Master of the Crossroads - Madison Smartt Bell [226]
The crowd began to scatter and diffuse, and Elise, though she peered for another sight of the doctor, had no luck. Toussaint’s honor guard—some ninety men, after all—was in the way. They formed in ranks of three abreast and went trotting back toward Government House. For the moment they seemed to have answered the question their own helmets raised: Who will be able to come through to the end?
23
When the sister of the doctor, who was Tocquet’s woman, ran away, the news came to our camp through Bouquart, who had it from Zabeth in the grand’case. Although we might have heard Zabeth’s voice for ourselves, as loud as she cried. No one in the camp cared very much one way or another, but Zabeth was in great trouble because she believed that her mistress would die. The whitewoman had taken pistols and man’s clothes and a horse to ride away to no one knew where. In the camp the men spoke of it carelessly—who knew what such a whitewoman would do, or why. But I, Riau, smiled to myself when I thought of the doctor’s sister going off into marronage that way, and I hoped that all the spirits would go with her and watch for her safety.
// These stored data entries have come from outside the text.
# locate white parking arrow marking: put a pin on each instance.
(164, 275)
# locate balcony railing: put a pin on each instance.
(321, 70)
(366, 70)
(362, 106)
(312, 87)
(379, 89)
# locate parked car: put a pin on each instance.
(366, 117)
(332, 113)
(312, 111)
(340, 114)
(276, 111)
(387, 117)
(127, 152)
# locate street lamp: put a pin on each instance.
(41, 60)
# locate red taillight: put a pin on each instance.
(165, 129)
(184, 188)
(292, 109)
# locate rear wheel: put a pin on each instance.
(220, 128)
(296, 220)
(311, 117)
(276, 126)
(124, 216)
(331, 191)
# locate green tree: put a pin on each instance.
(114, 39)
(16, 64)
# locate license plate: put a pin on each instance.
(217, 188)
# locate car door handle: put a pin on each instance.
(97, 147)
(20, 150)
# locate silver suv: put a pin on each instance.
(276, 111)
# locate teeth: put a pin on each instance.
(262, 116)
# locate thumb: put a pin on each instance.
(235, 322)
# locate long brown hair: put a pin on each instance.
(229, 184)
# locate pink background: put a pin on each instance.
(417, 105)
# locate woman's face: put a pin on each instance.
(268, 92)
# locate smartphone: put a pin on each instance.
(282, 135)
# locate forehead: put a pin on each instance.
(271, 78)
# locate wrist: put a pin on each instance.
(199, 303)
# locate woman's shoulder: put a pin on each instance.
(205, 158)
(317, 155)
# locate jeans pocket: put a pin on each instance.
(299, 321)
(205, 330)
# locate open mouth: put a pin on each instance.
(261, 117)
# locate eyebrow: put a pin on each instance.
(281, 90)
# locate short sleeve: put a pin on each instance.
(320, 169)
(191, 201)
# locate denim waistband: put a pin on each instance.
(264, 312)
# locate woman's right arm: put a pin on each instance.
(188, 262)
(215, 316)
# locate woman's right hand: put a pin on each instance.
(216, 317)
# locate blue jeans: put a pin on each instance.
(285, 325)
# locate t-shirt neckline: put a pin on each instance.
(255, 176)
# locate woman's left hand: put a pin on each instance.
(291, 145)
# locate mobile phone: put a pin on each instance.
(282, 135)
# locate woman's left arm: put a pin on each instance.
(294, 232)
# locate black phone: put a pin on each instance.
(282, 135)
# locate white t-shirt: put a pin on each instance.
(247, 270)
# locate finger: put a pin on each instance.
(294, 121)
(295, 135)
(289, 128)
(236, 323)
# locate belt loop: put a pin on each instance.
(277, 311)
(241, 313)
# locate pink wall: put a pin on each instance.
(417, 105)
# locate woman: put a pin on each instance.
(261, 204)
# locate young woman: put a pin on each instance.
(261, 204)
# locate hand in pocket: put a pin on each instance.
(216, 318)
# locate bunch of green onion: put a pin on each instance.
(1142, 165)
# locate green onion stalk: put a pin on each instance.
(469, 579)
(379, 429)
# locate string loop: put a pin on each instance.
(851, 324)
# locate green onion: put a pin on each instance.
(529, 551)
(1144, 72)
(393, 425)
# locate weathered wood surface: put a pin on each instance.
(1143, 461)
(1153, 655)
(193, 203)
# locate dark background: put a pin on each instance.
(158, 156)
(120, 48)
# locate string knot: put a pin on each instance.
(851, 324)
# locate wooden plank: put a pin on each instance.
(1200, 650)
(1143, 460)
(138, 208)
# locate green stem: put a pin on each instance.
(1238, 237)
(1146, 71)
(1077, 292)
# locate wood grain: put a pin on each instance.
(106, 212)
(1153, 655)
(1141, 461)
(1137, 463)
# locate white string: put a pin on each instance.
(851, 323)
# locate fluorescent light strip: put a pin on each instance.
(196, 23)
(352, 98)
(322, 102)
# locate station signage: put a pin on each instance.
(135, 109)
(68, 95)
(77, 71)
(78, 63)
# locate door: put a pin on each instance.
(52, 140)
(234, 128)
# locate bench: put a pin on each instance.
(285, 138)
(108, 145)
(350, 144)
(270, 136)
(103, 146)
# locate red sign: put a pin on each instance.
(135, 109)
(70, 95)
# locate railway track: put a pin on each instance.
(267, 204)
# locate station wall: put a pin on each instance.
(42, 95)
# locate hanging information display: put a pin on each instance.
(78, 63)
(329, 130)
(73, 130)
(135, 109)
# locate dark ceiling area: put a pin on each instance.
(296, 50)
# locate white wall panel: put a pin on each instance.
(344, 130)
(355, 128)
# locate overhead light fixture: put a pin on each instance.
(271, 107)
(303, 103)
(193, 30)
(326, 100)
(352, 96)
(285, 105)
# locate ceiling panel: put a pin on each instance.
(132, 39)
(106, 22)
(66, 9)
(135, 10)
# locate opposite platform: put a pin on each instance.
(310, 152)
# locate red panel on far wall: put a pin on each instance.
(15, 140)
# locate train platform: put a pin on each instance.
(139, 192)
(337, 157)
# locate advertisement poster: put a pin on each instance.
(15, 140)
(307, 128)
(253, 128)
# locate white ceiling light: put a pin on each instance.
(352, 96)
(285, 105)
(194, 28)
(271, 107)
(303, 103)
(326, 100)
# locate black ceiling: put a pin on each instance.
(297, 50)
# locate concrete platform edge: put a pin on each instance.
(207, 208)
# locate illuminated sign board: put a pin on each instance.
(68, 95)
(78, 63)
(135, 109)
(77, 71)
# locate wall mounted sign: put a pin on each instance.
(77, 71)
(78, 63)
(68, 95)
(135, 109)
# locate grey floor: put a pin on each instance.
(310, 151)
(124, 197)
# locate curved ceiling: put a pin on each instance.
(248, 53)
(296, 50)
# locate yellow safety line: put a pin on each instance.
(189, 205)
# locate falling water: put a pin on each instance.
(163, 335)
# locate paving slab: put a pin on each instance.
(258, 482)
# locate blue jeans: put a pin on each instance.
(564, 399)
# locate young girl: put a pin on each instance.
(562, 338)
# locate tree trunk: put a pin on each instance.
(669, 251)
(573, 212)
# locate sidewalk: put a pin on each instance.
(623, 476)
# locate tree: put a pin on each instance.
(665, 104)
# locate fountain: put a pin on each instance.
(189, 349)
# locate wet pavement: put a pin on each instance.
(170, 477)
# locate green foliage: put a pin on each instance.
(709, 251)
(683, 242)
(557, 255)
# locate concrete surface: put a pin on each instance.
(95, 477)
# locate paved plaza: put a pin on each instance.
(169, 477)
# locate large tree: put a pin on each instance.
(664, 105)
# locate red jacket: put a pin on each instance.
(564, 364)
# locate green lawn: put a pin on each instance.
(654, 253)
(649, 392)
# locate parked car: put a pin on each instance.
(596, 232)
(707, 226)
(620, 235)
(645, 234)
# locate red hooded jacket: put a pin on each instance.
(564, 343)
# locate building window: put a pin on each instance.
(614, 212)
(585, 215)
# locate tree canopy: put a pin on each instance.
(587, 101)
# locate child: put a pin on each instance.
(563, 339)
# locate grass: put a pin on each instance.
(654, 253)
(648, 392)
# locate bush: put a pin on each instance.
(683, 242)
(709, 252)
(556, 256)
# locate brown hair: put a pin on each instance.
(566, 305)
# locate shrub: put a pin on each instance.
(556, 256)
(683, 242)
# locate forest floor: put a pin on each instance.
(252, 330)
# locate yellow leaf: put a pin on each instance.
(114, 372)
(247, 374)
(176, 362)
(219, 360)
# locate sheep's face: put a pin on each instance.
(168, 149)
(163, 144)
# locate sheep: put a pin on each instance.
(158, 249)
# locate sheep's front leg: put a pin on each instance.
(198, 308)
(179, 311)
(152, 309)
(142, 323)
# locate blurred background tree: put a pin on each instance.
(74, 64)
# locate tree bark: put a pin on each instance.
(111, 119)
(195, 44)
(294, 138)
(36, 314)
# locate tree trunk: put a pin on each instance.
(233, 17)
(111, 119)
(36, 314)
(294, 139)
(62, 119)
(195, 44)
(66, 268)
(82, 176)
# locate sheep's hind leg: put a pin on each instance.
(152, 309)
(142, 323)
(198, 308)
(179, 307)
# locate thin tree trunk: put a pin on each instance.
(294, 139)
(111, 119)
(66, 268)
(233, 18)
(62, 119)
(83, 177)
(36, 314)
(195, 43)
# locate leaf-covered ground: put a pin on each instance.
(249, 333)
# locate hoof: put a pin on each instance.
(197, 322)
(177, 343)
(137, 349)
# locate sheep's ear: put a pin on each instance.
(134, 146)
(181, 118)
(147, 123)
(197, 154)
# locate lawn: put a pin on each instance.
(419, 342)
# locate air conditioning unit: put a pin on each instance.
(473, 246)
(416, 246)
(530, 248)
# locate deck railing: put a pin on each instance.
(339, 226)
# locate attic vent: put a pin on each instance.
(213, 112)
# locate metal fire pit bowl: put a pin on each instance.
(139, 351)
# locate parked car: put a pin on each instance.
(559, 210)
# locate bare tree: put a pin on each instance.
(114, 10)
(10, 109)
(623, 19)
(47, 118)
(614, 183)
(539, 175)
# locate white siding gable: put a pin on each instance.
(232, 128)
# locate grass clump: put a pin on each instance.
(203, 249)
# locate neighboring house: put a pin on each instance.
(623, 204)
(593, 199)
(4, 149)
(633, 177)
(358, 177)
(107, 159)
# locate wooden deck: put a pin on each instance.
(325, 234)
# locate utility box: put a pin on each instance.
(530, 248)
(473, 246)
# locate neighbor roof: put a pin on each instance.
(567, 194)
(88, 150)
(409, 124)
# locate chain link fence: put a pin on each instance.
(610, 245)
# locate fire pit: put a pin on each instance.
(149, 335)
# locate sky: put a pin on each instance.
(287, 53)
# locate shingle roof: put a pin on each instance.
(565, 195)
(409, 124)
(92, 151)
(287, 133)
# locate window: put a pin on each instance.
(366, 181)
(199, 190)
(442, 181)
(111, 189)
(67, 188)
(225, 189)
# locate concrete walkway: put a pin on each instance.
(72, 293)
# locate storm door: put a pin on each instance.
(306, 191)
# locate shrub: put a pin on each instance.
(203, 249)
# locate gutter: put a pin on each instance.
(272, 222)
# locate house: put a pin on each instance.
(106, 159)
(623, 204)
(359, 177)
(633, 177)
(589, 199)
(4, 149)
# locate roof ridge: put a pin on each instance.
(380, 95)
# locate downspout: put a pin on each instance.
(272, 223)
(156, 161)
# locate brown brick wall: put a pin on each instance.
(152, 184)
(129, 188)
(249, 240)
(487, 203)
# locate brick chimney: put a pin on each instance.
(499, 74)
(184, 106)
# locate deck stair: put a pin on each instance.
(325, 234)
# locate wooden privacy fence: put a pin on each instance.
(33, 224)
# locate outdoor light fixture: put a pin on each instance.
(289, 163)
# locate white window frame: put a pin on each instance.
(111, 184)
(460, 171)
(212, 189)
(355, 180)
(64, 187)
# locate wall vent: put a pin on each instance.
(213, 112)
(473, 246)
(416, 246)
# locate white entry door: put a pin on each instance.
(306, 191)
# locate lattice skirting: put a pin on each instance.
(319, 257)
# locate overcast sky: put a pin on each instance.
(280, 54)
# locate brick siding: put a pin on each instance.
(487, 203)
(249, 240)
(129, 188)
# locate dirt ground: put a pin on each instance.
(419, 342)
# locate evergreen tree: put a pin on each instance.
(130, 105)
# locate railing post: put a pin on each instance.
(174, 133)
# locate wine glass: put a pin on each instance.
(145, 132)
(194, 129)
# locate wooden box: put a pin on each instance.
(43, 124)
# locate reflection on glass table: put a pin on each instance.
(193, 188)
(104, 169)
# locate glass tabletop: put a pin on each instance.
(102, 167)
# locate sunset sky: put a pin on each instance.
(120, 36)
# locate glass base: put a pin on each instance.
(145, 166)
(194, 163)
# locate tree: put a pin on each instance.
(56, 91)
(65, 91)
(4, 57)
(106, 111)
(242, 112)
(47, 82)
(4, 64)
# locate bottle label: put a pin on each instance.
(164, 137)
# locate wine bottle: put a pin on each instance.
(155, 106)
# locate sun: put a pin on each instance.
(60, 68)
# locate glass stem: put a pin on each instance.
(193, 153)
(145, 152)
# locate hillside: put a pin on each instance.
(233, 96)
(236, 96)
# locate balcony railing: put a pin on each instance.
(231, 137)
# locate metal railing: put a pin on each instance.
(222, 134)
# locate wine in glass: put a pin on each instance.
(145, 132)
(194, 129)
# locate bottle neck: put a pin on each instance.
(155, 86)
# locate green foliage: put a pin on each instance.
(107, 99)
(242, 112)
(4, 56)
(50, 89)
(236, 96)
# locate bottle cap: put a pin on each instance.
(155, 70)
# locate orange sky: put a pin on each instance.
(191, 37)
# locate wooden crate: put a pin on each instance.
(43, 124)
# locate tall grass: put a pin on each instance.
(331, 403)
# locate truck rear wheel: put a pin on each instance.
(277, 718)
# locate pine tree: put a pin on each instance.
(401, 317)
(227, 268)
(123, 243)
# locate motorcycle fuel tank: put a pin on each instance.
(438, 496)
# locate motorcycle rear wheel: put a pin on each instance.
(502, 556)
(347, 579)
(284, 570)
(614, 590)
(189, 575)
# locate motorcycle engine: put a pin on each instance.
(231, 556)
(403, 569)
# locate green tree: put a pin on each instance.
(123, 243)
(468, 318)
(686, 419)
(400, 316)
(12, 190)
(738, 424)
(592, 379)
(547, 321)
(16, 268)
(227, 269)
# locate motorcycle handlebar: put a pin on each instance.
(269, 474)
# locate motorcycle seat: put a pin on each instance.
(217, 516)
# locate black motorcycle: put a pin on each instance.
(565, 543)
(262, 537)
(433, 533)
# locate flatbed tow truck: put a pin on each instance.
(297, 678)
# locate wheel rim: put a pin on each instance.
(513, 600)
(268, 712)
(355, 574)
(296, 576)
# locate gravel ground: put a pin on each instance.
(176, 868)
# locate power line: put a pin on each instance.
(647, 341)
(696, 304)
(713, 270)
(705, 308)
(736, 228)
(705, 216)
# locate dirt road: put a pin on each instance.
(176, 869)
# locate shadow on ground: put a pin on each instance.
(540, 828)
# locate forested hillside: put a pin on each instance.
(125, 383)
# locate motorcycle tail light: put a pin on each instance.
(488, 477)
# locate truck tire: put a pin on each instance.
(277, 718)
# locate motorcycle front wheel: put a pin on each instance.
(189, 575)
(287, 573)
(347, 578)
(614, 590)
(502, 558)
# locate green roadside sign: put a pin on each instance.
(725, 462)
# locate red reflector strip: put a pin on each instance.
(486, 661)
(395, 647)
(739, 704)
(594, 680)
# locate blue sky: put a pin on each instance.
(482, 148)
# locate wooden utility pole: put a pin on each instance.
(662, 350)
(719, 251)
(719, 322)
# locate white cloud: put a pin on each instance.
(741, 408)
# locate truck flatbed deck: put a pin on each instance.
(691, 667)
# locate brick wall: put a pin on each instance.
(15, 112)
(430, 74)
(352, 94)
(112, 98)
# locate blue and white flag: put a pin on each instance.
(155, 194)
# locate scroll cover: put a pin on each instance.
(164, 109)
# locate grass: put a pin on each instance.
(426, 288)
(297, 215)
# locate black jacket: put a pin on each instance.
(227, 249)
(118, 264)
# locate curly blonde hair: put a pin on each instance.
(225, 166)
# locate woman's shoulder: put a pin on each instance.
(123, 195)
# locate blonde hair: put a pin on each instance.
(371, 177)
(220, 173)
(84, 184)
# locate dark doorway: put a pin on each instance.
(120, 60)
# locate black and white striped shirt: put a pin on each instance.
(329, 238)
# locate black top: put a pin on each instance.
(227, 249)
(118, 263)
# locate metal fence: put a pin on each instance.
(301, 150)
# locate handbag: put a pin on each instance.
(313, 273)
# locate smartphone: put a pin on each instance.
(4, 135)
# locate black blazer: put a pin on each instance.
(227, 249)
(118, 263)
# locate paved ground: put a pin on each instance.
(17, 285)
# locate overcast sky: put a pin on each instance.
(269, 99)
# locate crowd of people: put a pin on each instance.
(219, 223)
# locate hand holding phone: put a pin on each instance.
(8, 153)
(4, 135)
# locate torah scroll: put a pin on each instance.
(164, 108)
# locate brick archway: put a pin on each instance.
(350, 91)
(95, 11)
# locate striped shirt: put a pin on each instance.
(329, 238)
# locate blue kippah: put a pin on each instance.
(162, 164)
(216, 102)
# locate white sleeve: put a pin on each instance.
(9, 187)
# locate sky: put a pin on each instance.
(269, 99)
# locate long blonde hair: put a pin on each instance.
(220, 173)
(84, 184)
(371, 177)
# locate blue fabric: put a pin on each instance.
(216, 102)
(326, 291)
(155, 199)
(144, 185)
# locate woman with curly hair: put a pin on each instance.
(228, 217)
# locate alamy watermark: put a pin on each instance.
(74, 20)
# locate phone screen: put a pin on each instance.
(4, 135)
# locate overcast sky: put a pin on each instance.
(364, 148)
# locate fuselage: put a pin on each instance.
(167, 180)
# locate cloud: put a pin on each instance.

Soon afterward the little girl became sick with a fever. Zabeth was still deeper in terror for that, because she loved Sophie as much as she would love the child Bouquart had put into her belly, who was still waiting to come out. Zabeth’s voice brought all the old women down from the hills around Ennery to the grand’case, and she even sent for Riau too, because she knew that Toussaint had taught me some of what a doktè-fey knows, and she believed that I knew whiteman’s medicine from the doctor too, which was not true, except for bonesetting and cutting off ruined arms and legs. When I came to Sophie, I saw at once that she did not have a fever that would take her away from this life. Her spirit was weakened because her father had not come back or sent any word for so long, and then the mother vanished also, even if Sophie cared as much for Zabeth as for those other two. But she would not die. When I came, the old women had already chosen the right leaves to send that fever away from her. And in a few days Sophie had left her bed and was not really sick anymore, though she was pale, and quieter than before.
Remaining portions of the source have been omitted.